Given a finite set B (basin) with n >1 elements, which we call points, and a map M : B → B , we call such pairs ( B , M ) monads . Here we study a class of random monads, where the values of M (⋅) are independently distributed in B as follows: for all a , b ∈ B the probability of M ( a )= a is s and the probability of M ( a )= b , where a ≠ b , is (1− s )/( n −1). Here s is a parameter, 0≤ s ≤1. We fix a point ⊙∈ B and consider the sequence M t (⊙), t =0,1,2,… . A point is called visited if it coincides with at least one term of this sequence. A visited point is called recurrent if it appears in this sequence at least twice; if a visited point appears in this sequence only once, it is called transient . We denote by Vis n , Rec n and Tra n the numbers of visited, recurrent and transient points respectively. We prove that, when n tends to infinity, Vis n and Tra n converge in law to geometric distributions and Rec n converges in law to a distribution concentrated at its lowest value, which is one. Now about moments.

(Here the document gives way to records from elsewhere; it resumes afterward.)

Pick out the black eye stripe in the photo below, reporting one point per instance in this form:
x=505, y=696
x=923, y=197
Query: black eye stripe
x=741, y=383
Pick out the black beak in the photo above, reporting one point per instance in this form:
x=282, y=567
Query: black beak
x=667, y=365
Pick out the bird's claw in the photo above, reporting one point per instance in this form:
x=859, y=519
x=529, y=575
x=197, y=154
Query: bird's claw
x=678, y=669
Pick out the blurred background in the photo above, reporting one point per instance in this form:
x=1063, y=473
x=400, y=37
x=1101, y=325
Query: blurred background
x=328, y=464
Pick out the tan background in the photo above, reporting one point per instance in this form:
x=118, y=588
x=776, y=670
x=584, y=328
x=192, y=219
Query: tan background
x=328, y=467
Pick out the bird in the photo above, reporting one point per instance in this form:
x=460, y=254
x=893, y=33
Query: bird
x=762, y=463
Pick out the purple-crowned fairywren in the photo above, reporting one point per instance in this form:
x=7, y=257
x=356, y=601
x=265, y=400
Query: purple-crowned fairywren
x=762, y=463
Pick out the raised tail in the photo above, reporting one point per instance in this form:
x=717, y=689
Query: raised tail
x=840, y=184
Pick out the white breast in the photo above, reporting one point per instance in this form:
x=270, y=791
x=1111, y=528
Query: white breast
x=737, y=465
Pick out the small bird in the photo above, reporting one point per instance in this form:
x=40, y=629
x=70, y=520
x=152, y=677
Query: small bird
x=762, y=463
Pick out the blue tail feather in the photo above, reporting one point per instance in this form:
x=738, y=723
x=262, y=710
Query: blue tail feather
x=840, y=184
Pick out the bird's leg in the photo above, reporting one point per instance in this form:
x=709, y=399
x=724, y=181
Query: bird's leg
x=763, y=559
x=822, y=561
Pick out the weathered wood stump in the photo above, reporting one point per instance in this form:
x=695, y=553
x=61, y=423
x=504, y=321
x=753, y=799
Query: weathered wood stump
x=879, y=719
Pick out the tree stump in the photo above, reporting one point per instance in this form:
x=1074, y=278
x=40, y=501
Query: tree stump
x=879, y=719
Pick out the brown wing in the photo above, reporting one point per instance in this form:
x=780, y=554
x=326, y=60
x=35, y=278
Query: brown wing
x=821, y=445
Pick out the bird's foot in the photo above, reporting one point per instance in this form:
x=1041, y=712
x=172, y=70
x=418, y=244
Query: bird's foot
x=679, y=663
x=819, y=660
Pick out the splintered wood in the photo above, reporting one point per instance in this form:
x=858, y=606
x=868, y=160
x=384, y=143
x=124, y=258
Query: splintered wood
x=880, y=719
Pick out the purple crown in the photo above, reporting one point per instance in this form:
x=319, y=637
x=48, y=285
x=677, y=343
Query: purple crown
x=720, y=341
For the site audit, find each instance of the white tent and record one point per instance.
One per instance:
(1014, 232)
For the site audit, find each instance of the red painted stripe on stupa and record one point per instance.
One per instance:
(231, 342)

The case s =1 is trivial, so let 0≤ s <1. For any natural number k there is a number such that the k -th moments of Vis n , Rec n and Tra n do not exceed this number for all n . About Vis n : for any natural k the k -th moment of Vis n is an increasing function of n . So it has a limit when n →∞ and for all n it is less than this limit. About Rec n : for any k the k -th moment of Rec n tends to one when n tends to infinity. About Tra n : for any k the k -th moment of Tra n has a limit when n tends to infinity.